Some people think it’s a category mistake even to address Donald Trump’s trade policy as an actual thing rather than a mess of prejudices and contradictions, and that for other governments to employ logic and game theory in engaging with it is like trying to play chess with an angry rhino. They may have a point. It’s not a thing of clarity and beauty. Still, if the Republican candidate does get elected, his policy positions will at least delineate the landscape for his administration’s internal battles.
At the moment Trump is promising at least five sometimes contradictory or outright impossible policies: raising tariffs against all trading partners to 10 or 20 per cent, increasing tariffs on Chinese imports to 60 per cent or higher, replacing the federal income tax with tariff revenue (which literally cannot be done), passing a “reciprocal trade act” that will put tariffs on trading partners equivalent to theirs on the US and, sometimes, depreciating the dollar.
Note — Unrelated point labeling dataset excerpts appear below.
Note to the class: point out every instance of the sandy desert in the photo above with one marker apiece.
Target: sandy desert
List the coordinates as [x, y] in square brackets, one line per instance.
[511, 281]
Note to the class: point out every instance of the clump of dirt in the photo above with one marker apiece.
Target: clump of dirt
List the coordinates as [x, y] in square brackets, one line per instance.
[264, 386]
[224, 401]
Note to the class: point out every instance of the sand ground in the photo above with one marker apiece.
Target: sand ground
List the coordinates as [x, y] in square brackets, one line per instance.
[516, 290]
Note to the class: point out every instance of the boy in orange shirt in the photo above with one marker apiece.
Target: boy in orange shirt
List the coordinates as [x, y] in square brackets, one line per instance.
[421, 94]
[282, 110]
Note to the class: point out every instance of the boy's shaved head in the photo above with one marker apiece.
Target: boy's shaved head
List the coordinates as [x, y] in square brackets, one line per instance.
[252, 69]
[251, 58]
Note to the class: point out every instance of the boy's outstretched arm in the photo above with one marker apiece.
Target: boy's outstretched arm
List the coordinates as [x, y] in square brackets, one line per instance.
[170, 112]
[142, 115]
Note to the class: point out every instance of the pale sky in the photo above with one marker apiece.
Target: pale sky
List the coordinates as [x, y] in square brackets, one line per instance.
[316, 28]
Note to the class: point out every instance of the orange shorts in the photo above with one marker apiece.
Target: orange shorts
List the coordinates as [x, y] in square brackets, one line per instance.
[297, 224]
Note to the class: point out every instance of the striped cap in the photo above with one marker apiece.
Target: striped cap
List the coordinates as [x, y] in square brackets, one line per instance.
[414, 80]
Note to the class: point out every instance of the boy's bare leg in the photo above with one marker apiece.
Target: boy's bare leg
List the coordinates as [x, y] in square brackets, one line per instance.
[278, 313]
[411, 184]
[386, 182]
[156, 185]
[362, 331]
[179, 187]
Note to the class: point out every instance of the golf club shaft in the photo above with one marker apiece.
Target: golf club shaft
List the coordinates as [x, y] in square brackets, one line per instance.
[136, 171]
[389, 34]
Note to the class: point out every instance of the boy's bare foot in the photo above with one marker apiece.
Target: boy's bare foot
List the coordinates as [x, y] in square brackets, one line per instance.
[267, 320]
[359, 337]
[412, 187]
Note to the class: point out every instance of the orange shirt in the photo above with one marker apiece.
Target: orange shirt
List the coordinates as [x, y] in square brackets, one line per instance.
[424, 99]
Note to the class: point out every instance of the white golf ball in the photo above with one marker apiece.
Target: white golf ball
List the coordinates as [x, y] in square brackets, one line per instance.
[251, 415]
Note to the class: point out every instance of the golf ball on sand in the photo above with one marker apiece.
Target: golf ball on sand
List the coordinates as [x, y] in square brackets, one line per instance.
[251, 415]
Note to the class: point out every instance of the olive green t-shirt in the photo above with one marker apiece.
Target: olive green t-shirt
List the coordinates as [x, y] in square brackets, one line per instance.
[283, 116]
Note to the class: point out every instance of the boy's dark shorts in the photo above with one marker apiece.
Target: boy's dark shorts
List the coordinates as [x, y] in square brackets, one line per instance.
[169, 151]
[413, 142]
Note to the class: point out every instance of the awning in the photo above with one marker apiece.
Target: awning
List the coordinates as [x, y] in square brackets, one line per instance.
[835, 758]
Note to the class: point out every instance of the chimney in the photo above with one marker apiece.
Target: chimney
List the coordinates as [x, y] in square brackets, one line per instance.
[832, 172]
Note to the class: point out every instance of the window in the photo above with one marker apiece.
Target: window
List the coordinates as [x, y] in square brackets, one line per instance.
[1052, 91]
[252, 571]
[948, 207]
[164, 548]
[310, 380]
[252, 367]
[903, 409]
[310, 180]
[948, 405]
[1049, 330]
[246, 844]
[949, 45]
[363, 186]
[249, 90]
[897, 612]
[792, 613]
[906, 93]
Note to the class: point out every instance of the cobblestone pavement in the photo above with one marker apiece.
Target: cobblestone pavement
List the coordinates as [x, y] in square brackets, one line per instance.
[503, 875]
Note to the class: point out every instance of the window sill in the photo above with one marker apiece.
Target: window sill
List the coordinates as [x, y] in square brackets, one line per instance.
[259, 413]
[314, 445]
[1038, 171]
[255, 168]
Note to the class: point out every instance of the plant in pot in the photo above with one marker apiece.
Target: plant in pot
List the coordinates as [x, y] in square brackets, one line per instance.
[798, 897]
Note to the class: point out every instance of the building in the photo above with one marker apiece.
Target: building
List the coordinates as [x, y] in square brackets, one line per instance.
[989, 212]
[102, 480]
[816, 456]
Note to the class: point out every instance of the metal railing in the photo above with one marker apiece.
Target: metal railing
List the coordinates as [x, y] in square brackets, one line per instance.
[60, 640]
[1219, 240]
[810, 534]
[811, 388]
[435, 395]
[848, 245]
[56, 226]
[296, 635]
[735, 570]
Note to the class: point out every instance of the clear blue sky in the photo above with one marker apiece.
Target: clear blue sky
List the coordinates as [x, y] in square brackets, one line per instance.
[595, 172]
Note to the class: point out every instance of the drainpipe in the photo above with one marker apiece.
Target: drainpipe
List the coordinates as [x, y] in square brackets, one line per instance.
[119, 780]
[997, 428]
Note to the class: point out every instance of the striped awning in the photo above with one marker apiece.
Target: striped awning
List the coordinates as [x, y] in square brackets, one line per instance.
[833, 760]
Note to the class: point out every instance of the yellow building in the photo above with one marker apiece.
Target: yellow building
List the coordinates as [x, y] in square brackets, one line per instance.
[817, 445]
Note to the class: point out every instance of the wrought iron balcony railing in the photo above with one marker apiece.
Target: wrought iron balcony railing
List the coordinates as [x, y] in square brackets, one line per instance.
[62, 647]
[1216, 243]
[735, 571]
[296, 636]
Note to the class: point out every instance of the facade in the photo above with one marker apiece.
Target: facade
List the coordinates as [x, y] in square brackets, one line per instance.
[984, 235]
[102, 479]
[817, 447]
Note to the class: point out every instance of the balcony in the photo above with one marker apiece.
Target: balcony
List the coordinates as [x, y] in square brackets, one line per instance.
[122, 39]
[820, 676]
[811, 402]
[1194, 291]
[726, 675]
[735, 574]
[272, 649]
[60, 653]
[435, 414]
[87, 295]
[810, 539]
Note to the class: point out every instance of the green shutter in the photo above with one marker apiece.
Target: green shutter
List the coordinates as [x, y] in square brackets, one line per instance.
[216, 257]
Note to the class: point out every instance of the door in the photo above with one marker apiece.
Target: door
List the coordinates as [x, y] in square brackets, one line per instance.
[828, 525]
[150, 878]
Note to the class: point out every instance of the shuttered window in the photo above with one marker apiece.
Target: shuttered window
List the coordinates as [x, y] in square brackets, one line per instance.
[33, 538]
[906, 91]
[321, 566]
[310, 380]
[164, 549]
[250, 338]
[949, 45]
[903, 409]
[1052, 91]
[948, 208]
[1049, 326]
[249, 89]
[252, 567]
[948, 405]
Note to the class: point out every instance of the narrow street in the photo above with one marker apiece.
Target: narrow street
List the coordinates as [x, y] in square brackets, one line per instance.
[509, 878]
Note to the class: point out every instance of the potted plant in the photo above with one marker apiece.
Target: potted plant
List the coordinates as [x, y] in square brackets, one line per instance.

The varied aims of this array of weapons include, but are not limited to, closing trade deficits, weakening China relative to the US, forcing general tariff reductions and boosting median incomes in the US.
Trump has a reputation for being an unrepentant protectionist, but trade policy in his first term was characterised by a continual tension between ideas and people. Different characters were openly in conflict, ranging from out-and-out tariff warriors such as Peter Navarro, director of the shortlived White House National Trade Council, to avowed free-traders like Larry Kudlow, head of the National Economic Council. As I wrote on Monday, the EU, through lobbying Kudlow, in 2018 managed to escape threatened car tariffs aggressively pushed by Navarro by offering (baseless) promises of commodities purchases plus a (doomed) zero-tariff deal on industrial goods.